DS divorces Citroen, becomes stand alone brand
EXCLUSIVE: FRENCH MARQUE SPINS OFF LUXURY BRAND TO WIN PREMIUM MARKETS IN CHINA, US
If you’re going to relaunch your French car brand to introduce it as a worldwide premium product, Paris is probably the ideal location.
That’s what DS decided when parent company PSA decided to take on the German premium brands, and move it away from its former association with Citroen.
Called DS Week, the company set up next door to the Louvre and flew international journalists, including Driven, and its dealers from around the world to promote the plan for world domination.
The company intends that by 2020 it will be competing against Audi, BMW and Mercedes-Benz worldwide as a premium brand, with the large sedan, the DS5, the first standalone car in its fleet.
The DS executives interviewed made no secret of the fact that its target was huge sales in China, with the US another important market as the company gears up to launch five models.
Already that line-up includes the DS5, DS3 sports hatch and the DS4 with two SUVs expected to make up the remaining product line — a compact crossover and a large off-roader, probably based on the China-sold DS6.

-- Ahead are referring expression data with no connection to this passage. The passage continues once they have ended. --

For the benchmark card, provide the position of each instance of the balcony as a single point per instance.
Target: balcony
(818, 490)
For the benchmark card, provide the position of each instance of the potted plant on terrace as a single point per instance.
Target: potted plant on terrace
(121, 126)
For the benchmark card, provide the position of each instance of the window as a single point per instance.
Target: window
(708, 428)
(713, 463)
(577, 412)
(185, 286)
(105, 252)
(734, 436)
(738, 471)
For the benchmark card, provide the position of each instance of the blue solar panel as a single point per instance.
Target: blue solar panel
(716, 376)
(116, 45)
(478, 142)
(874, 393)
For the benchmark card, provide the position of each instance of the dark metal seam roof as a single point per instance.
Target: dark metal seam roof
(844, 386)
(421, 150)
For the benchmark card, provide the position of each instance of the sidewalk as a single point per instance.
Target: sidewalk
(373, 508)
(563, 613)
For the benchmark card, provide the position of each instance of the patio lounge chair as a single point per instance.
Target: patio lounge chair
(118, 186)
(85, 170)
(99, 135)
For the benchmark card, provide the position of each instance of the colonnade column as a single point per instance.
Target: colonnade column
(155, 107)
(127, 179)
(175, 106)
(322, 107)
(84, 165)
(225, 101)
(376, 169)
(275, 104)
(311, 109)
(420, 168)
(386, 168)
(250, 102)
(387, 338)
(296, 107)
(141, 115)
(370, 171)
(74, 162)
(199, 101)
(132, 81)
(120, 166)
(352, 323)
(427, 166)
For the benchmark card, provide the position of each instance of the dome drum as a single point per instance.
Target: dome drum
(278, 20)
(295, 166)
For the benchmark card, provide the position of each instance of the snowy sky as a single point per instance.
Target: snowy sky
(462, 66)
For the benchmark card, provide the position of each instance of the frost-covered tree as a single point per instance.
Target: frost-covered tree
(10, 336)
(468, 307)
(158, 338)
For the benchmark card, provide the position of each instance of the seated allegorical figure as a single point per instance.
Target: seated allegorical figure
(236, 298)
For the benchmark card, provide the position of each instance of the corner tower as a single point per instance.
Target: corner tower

DS products manager Vincent Devos said the brand would look outside its usual customer base.
“Currently the DS customers come from Peugeot, Citroen and Renault but they know about Audi, Mercedes, and sometimes [Nissan premium brand] Infinity,” said Devos.
“But this time, we are going to the premium market, and we want by 2020 to be a premium brand.”
While the DS brand will be totally separate in large international markets with individual showrooms, salons and DS World boutiques, in New Zealand the plan is simpler.
For now, the premium line will remain in Citroen dealerships here, according to New Zealand’s divisional manager, Simon Rose, who was also in Paris.
“It’s going to be a very simplified strategy and it’s likely we’re going to have only one derivative of each model line — so one DS3, one DS4 and one DS5 — and it will be kept more premium than it has been,” said Rose.
“So we will have leather as standard across the range and include top-level specifications.
“Further to that we’ll be working with the dealer network to evolve a set of services that are more applicable and in line with premium brand and buyers.”
Rose will introduce all three DS-badged cars — DS3, DS4, and DS5 — in New Zealand early next year.
I was given the chance to drive the DS5, DS3 and DS3 R around Paris last week.
Rose expects to sell New Zealand only the DS5 2-litre diesel that produces 133Kw of power and 400Nm of torque.
The large sedan visually makes a presence on the roads, especially the limited edition 60th Anniversary dark blue model, with the engine coping with stop-start traffic, but with plenty of torque when needed on the 130km/h highway out of the French capital.
The drive also took in in the winding country roads around Versailles, though the the six-speed auto could have benefited from steering-wheel paddles to really work through the tight corners.
Earlier in the week, I tested the DS3 three-door hot hatches, with the six-speed manual DS3 R (short for Racing and based on the WRC cars) a standout model.
Rose hopes to have some DS3 R cars available in New Zealand.
“It’s one of those vehicles that is of course quite low in volume and quite limited numbers if we do import them,” he said.